With a data-driven back end, Revolve also sets itself apart on the front end with a savvy social media identity. Since 2009, the company has used hundreds of fashion experts and influencers instead of professional modelsto showcase its brands.
Scroll through Revolve’s Instagram–with its 2.4 million followers–and you’ll see photos of these influencers, clad in the company’s clothing, taking tropical weekend getaways, brunching with friends on Sundays, or attending Coachella. The attraction is not just the clothing but also the aspirational lifestyle that caters to the Millennial audience. “Our customer wants a piece of that lifestyle,” Gerona says.
The most effective influencers aren’t necessarily the ones with the most recognizable names; the company also looks for savvy consumers who might have a smaller social media reach but more engagement with their followers. Revolve gives them a fair amount of freedom and flexibility, which Gerona says is key to content that feels organic. According to Forbes, Revolve sponsors influencers’ trips and pays them to wear the company’s clothing. (Revolve declined to disclose how much it pays them.) “I think it’s really hard to [create content that feels authentic] when you’re trying to spread brand awareness. It’s really essential for brands to trust the influencers to know what they’re doing,” she says.

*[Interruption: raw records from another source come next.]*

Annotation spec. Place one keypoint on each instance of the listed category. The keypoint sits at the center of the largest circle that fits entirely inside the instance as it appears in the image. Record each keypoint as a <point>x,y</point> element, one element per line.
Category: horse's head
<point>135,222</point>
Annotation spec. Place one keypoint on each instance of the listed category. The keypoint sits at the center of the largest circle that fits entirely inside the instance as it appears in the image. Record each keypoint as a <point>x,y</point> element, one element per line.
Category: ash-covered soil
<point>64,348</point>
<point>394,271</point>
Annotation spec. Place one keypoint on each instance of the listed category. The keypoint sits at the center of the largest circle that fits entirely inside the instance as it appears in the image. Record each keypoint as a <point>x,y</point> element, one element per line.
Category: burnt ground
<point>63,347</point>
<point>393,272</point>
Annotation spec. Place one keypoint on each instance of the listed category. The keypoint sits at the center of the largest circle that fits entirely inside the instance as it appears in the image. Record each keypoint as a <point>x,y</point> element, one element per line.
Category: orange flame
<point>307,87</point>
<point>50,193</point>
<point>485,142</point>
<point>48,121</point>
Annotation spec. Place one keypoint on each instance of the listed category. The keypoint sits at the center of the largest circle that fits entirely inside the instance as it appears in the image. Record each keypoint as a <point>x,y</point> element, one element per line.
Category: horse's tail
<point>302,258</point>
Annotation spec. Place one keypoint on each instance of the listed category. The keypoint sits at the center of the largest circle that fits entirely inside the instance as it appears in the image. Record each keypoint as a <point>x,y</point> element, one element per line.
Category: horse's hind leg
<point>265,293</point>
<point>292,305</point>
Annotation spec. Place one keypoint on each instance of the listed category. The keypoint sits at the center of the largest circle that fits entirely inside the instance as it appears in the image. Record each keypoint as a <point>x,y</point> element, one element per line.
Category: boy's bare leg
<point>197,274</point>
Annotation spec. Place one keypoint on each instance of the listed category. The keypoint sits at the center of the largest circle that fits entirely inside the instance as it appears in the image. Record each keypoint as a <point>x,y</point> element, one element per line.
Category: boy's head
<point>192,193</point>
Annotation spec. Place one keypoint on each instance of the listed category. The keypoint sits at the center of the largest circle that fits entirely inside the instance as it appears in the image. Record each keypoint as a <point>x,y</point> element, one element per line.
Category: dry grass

The company credits its influencer marketing strategy for bringing in as much as $650 million to $700 million in revenue a year, Forbes reported.
CB Insights senior retail analyst Zoe Leavitt says that companies investing in influencer marketing began to appear only a couple of years ago and few have received the same traction as Revolve.
“It’s kind of the next generation,” she says of Revolve’s strategy. She says that while influencers can help companies reach a target demographic they can’t reach elsewhere, the strategy is time-intensive.”First [companies]have to wrap their heads around social media marketing, which took off, maybe, starting in 2008. Now people are tuning out Facebook ads and Instagram ads. [Companies now] need to embed content in the actual posts themselves and that’s where influencer marketing comes in.”
When it comes to potential challenges in the future–besides Amazon looming as a potential major threat to any retailer these days–Leavitt says that Revolve will face challenges in keeping up with changing fashion trends. Then there is also the challenge of maintaining the speed and flexibility of its supply chain as the company scales.
In addition, since Revolve acts as a marketplace for other brands, the company may have more trouble differentiating its in-house brands in the future, says Leavitt. The third-party brands–which number 600 or so on the site–are also selling through their own websites, at department stores, and some of them, on Amazon.
If Revolve does pursue an IPO, the company would follow in the footsteps of clothing style service Stitch Fix, which went public last November, and has positioned itself as a tech-savvy fashion platform. Other fashion companies that could go public this year, according to news reports, include clothing rental service Rent the Runway and U.K.-based online fashion retail platform Farfetch. Mente and Karanikolas helped develop Farfetch North America in 2008, but Revolve says they’re no longer involved.